Current annual federal funding for the NEI is less than one percent of the $68 billion spent annually on visual disorders and disabilities, which does not even fully quantify the impact of lost productivity and diminished quality of life. Adequately funding the NEI can delay, save and prevent expenditures, especially those to the Medicare and Medicaid programs. For example:
- NEI-funded researchers have developed treatments for diabetic retinopathy that save $1.6 billion annually.
- NEI-funded researchers have developed treatments for Retinopathy of Prematurity (ROP), a blinding complication in premature babies. As a result, more than 1,500 infants born each year with this condition experience sighted lives, which would have cost the government $1 million in benefits and lost taxes over the lifetime of each child.
Past NEI-funded basic and translational research is resulting in treatments and therapies to slow the progression of vision loss and restore vision.

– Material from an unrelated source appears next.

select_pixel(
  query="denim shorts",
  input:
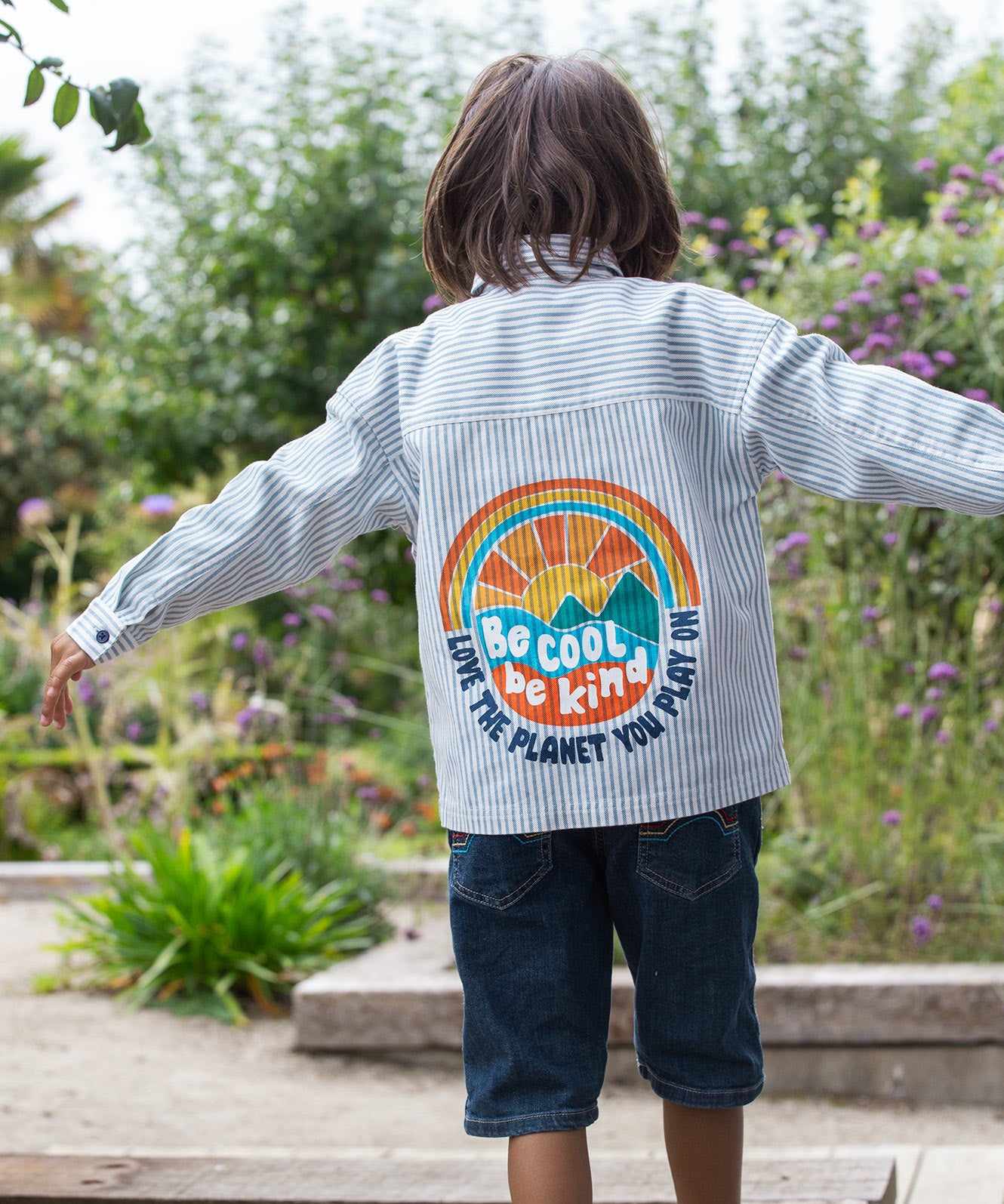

The past federal investment in the NEI is paying off in terms of exciting new treatments and therapies for a variety of visual disorders affecting Americans of all ages and races, including:
- NEI is conducting additional clinical trials on nutritional supplements that may slow the progression of AMD, following previous research demonstrating that zinc and three antioxidant vitamins (Vitamins C, E and beta-carotene) are effective in reducing vision loss in people at high risk for developing advanced AMD.
- An NEI-sponsored study has found that eye injections of bone-marrow derived stem cells prevented vision loss in two rodent models of Retinitis Pigmentosa (RP), a family of eye diseases that cause vision loss. This study raises the possibility that patients could receive an injection of their own bone marrow stem cells to preserve central vision.
- NEI-supported investigators are moving closer to human clinical trials of a gene therapy to treat neurodegenerative eye diseases, including Leber Congenital Amaurosis (LCA), which is a rapid retinal degeneration that blinds infants in the first year of life. Previous research resulted in restored vision in dogs with LCA.
The eye and vision research community urges you to strongly support funding the NEI at $711 million in FY2006. NEI-sponsored research results in therapies that reduce healthcare expenses and returns individuals to productive roles in society. It is a cost-effective investment in maintaining the momentum of discovery and ultimate vision health of all Americans.